Winner of 2005 Bancroft Prize, Klarman studies race relations and the role of the Supreme Court

A leading constitutional law expert who has published several books on the history of race relations has accepted an offer to join the Harvard Law School faculty, school officials announced yesterday.

The appointment of Michael J. Klarman, who is currently a law professor at the University of Virginia, brings the total number of full-time faculty to 94—the largest in the Law School’s history—and falls in line with a recent pattern of appointments of professors who are experts in the fields of public interest law.

Klarman attributed his decision to join the Law School to intense lobbying from Dean Elena Kagan, who has made increasing the size of the faculty one of her priorities.

"She was absolutely essential to the outcome," Klarman said. "If it weren't for her, I'm pretty confident this actually wouldn't have happened. [...]She was persevering, generous, warm and caring."

While the Law School made appointments in the past decade that strengthened the faculty in corporate and business law, it has recently added more scholars in the fields of constitutional and administrative law, according to Professor Richard H. Fallon, a constitutional scholar.

"As I look at the rising generation of young scholars, we’ve been extraordinarily successful in getting the best of the generation," said Fallon, who serves on the appointments committee. "We make lots of good appointments at the Law School, [but] this is one that really excites me."

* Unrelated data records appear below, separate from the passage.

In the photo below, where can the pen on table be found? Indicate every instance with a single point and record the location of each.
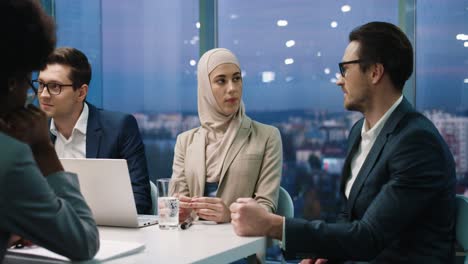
(187, 223)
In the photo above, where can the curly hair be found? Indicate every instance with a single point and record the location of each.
(28, 38)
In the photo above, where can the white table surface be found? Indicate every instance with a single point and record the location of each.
(203, 242)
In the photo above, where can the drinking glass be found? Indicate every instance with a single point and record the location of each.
(168, 205)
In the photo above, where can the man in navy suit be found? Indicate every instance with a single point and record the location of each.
(398, 182)
(80, 130)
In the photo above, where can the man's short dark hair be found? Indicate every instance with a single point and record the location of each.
(80, 69)
(28, 37)
(382, 42)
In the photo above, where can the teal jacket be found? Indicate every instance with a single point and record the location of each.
(49, 211)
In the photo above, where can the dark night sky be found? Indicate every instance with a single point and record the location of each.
(146, 48)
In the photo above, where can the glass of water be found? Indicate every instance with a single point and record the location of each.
(168, 206)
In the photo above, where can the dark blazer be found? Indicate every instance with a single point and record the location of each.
(114, 135)
(401, 208)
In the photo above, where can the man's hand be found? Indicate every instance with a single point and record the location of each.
(251, 219)
(211, 208)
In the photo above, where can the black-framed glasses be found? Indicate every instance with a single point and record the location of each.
(343, 69)
(31, 94)
(53, 88)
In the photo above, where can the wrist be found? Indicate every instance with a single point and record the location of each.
(275, 229)
(42, 148)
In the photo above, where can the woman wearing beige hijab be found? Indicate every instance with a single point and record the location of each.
(229, 156)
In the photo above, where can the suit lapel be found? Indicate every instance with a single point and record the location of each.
(53, 138)
(93, 132)
(196, 155)
(239, 140)
(354, 140)
(376, 150)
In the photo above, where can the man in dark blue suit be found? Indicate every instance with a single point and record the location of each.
(80, 130)
(398, 182)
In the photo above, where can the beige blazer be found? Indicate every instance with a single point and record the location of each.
(252, 167)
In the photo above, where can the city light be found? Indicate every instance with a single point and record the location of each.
(290, 43)
(268, 76)
(462, 37)
(289, 61)
(194, 40)
(282, 23)
(345, 8)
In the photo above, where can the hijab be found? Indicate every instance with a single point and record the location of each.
(218, 129)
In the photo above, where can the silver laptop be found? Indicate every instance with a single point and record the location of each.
(106, 187)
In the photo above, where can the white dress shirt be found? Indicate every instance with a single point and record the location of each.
(368, 137)
(75, 146)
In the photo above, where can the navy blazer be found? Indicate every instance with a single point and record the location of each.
(114, 135)
(401, 208)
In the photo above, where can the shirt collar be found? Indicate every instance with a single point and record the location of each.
(375, 130)
(81, 124)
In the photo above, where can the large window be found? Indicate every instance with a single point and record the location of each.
(289, 54)
(144, 55)
(442, 75)
(150, 50)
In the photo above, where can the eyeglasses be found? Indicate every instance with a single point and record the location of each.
(31, 94)
(343, 69)
(52, 87)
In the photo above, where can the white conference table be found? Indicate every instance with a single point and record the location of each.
(203, 242)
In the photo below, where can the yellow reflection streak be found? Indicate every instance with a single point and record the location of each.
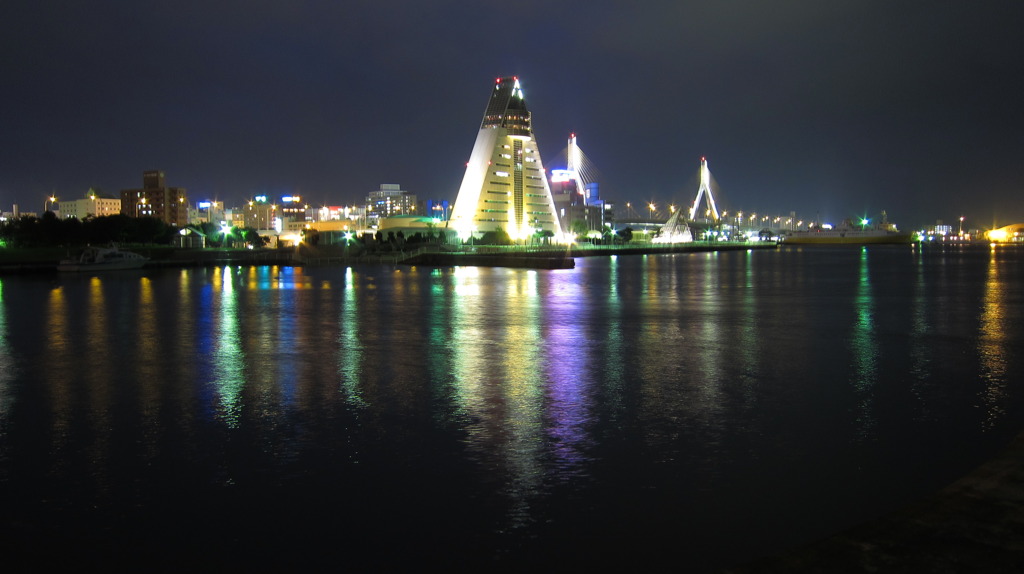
(350, 354)
(58, 376)
(497, 369)
(97, 364)
(992, 344)
(228, 355)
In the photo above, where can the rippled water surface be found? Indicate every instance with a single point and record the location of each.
(706, 408)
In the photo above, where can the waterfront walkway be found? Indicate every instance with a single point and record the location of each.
(975, 524)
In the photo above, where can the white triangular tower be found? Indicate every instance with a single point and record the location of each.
(505, 186)
(705, 188)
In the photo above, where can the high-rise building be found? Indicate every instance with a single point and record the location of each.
(505, 186)
(390, 200)
(156, 200)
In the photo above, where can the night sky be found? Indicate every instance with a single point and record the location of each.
(829, 108)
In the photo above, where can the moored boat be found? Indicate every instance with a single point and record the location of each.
(95, 259)
(847, 233)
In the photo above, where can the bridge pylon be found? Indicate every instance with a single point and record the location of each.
(705, 188)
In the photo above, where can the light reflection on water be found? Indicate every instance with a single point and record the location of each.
(992, 342)
(527, 403)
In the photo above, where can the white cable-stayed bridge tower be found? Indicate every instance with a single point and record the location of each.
(705, 188)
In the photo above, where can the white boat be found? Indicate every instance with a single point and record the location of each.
(96, 259)
(848, 233)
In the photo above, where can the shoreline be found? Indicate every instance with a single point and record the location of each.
(971, 525)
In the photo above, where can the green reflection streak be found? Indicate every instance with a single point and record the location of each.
(613, 344)
(864, 347)
(7, 371)
(350, 352)
(228, 365)
(992, 343)
(920, 334)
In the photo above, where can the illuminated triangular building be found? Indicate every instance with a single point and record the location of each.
(505, 186)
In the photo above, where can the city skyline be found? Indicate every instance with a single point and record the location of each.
(850, 107)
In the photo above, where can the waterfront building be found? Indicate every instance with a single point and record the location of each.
(93, 204)
(389, 201)
(261, 215)
(505, 186)
(209, 212)
(156, 200)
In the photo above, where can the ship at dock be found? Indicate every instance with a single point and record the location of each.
(848, 233)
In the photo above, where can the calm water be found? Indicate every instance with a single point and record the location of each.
(707, 408)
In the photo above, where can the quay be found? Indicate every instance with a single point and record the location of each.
(532, 257)
(558, 257)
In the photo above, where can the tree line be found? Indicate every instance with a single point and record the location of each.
(49, 230)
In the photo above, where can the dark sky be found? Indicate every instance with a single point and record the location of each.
(829, 108)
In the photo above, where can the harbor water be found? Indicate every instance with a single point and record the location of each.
(705, 408)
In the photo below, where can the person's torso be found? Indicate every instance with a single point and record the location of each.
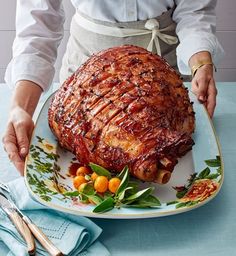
(122, 10)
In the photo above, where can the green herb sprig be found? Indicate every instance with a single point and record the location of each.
(127, 194)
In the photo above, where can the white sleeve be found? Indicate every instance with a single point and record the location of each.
(39, 30)
(196, 25)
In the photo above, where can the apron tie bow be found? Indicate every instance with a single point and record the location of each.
(153, 25)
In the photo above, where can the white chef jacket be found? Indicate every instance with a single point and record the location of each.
(39, 30)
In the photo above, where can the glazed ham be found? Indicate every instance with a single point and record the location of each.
(125, 106)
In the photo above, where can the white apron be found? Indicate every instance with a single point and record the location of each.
(88, 36)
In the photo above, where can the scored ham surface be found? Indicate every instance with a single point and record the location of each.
(125, 106)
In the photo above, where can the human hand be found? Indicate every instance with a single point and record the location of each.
(20, 125)
(203, 86)
(17, 137)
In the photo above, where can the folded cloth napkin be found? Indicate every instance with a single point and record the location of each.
(73, 235)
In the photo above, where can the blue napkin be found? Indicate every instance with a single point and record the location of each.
(73, 235)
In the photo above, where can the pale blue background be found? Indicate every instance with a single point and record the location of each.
(208, 230)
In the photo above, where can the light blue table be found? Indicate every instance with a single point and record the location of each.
(207, 231)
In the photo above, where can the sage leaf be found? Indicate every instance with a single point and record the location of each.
(95, 199)
(140, 195)
(213, 176)
(88, 189)
(213, 162)
(100, 170)
(122, 173)
(124, 181)
(204, 173)
(149, 201)
(106, 205)
(71, 193)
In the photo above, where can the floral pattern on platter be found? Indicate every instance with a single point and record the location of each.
(200, 186)
(43, 173)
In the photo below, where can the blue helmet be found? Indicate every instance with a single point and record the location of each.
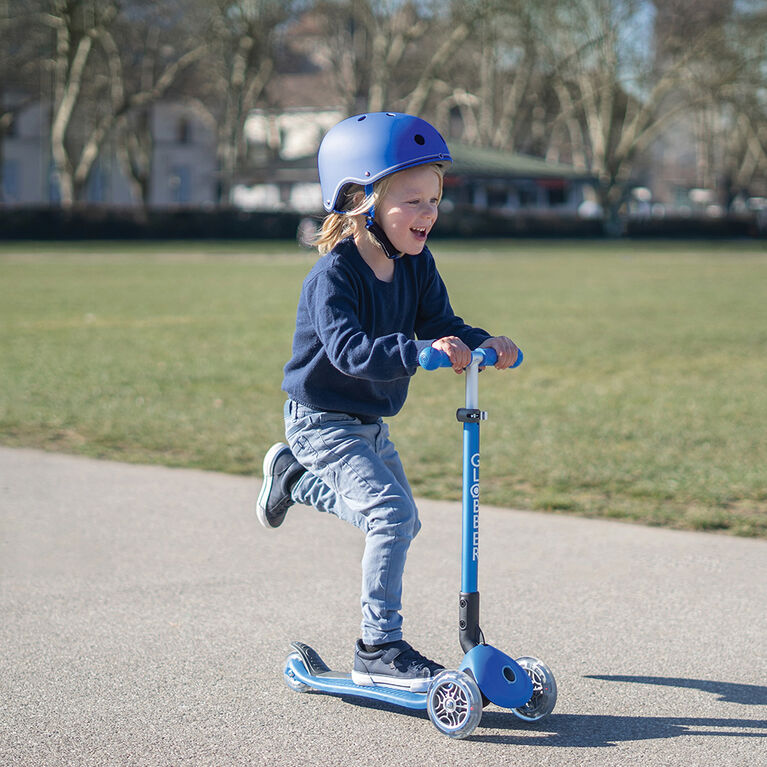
(365, 148)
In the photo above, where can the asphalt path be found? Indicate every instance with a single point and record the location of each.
(145, 617)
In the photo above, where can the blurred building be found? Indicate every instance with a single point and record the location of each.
(179, 165)
(281, 171)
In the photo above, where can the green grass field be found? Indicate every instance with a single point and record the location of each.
(643, 395)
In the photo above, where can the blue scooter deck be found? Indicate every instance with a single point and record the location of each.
(337, 683)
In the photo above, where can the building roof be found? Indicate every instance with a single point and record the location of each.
(478, 161)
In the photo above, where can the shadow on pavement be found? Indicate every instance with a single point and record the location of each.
(604, 731)
(595, 731)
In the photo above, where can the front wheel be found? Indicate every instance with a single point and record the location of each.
(454, 704)
(544, 690)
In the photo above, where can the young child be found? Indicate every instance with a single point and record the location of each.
(374, 291)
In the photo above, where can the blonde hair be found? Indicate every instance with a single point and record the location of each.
(337, 226)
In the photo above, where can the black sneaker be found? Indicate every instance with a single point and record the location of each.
(281, 470)
(395, 664)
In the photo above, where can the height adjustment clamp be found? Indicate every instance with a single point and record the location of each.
(470, 415)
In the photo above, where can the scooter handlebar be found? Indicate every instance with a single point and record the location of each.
(431, 358)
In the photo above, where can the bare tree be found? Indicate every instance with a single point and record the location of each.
(91, 87)
(242, 56)
(21, 65)
(615, 95)
(392, 54)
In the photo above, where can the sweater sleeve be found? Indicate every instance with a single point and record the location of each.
(333, 309)
(436, 318)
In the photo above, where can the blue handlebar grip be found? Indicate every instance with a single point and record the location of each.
(431, 358)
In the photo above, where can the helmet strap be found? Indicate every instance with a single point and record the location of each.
(377, 230)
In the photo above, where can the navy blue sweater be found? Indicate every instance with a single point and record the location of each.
(354, 349)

Fallon added that Klarman—who won the Bancroft Prize, the most prestigious prize for American historical writing, for his 2005 book “From Jim Crow to Civil Rights”—will add a new perspective on the role of the Supreme Court.

Klarman, who was originally offered a faculty position in the spring of 2006, was attracted to the Law School after spending time as a visiting professor in the 2005-2006 academic year. During his stay, he taught three courses in constitutional law, and attended more than 15 Red Sox games—something that he hopes to continue when he moves to Boston.

"I’m looking forward to going to Red Sox games," Klarman said in an interview yesterday. "I’m a huge fan."

In a statement released yesterday, Law School Dean Elena Kagan praised Klarman’s teaching abilities and his legal scholarship.

"Having Mike Klarman join our faculty is like winning a trifecta," Kagan said. "He is a pathbreaking scholar whose work abounds with new insights into some of the most important moments in American constitutional history. He is an extraordinary teacher, as Harvard Law students discovered when he was a visiting professor here."

Klarman is the twenty-second tenured or tenure-track professor hired by the Law School in the past five academic years.

Other recent hires include Noah R. Feldman ’92, a constitutional theorist formerly of New York University, and Kathryn E. Spier, a scholar of law and economics who was previously at Northwestern.